Faculty Affairs Jim Allen- no report

Old business (none)

New Business (none)

Adjournment:  4:52 pm

Respectfully submitted, Cheryl Kreutter, College Senate Secretary

Bill Jones, Milne Library

 

 

Fall Election Report


On behalf of the Committee on Nominations and Elections, I'm pleased to announce the results of the Fall 2012 elections.
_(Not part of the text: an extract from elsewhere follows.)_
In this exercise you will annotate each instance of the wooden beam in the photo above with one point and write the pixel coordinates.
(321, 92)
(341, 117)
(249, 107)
The following four faculty members have been elected to the Faculty Personnel Committee (FPC) for a two-year term from January 2013 - January 2015.

Anne Eisenberg
Jeffrey Over
Paul Pacheco
Daniel Strang

The following three faculty members have been elected to the Committee on Nominations and Elections (CONE) for a two-year term from January 2013 - January 2015.

Kodjo Adabra
Beverly Evans
Sheikh Farooq

 

Report of the University Faculty Senator

 

The following is my report on the main activities at the January 24 -26, 2013 plenary meeting at SUNY Oneonta.

 

1.         Open SUNY. We're moving toward more online learning opportunities for our students.  Of the 460,000 SUNY students about 86,000 students take online courses. Approximately 60,000 are degree seeking students. Look for your students to have more credits from "other" institutions.

 

Regarding growth in online learning our sector of comprehensive colleges stressed to the Chancellor that we believe that an undergraduate education is more than the courses the students complete (a strong nod to Bob and the Campus Life division). My contribution was to remind the Chancellor to keep in mind that SUNY's mission statement emphasizes educational opportunities for all at "geographically distributed… diverse campuses." Now she knows that she needs to change the mission statement.

 

2.         Seamless transfer. This is widely perceived to be a homogenization of education across SUNY institutions and a threat to the quality of a Geneseo education. Students should be able to get an associate's degree at a community college and be prepared to transfer to a four year campus and get a bachelor's degree in just two more years. This, however, is difficult for programs with more than 60 credit hours. I talked to Provost Lavallee about this personally and he definitely recognizes the problems. We will, for example, be able to file waivers to SUNY denying entry for students from certain institutions to enter some of our programs, but we will certainly have to clearly demonstrate these students from certain institutions are not adequately prepared. Good luck with that!

 

3.         We passed a resolution calling for a new Chancellor's award for excellence in adjunct teaching. Full time instructors are not included because their responsibilities are complex, possibly including advising and even research. Therefore, this is limited to adjuncts. (I voted for this resolution - motion passed)

 

Additionally, please pick up your copy of the University Faculty Senate Bulletin in the Provost's office for more detailed information on the Budget (from a faculty standpoint), harnessing systemness (Chancellor Zimpher), enrollment and financial sustainability (Provost Lavallee), the new Resource Allocation Tool (yes, the RAT!) by SUNY CFO Brian Hutzley and the Student Assembly's Plan (Kevin Rea).